Maltodextrin is a partially hydrolyzed sugar compound (polysaccharide) that comes from various starches. The most common starch sources are corn, oats, rice, potato, and tapioca. Interestingly, maltodextrin, compared to other artificial sweeteners, isn’t always sweet. In fact, sometimes it’s tasteless.

Maltodextrins are classified by their dextrose equivalent (DE). Dextrose equivalent (DE) means the amount of reducing sugars in a sugar product.  The higher the DE, the sweeter the product. Maltodextrins have a DE between 3 and 20. The European Union defines products with a DE over 20 as glucose syrup.  DEs of 10 or below are called dextrins. 

What Is Maltodextrin Used For?

The human food industry has used maltodextrin in processed foods for more than 30 years … and its use has spilled over into pet products too. Maltodextrin is often used thicken and bind ingredients together. When you think about how sticky syrup is, it makes sense.
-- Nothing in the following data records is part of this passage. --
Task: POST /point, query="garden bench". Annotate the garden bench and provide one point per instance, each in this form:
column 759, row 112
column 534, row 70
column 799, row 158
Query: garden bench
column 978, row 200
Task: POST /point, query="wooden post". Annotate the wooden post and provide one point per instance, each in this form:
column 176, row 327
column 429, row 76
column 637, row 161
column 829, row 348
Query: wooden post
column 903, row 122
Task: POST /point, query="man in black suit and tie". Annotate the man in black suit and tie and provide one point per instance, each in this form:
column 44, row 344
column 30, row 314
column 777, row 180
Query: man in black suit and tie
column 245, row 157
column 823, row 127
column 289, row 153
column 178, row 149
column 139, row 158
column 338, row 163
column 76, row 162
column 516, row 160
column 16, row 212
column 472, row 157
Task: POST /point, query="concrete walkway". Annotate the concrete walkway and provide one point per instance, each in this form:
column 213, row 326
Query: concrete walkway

Some companies also use it to change the freezing points or textures of products. And it often replaces fats as a food energy source.

You’ll find it in many processed foods like …

  • Salad dressings
  • Gravies
  • Rehydration drinks
  • Frozen dairy products
  • Health supplements – for pets and people
  • Pet foods and treats 

So maltodextrin can be hiding in your dog’s food, treats, and supplements. The trouble is … it’s not always easy to spot on a label.  Labels also use the terms syrup solids or dextrins or glucose polymers. So you need to read labels carefully.

And once you find it on a label, there’s another concern. With different sources and varieties, DE levels can vary. This means it’s hard to tell how much sugar is in your dog’s treats or supplements. So it’s best to avoid sugars altogether.

RELATED: What Are Fillers And Binders (And Why They Shouldn’t Be In Your Dog’s Supplements)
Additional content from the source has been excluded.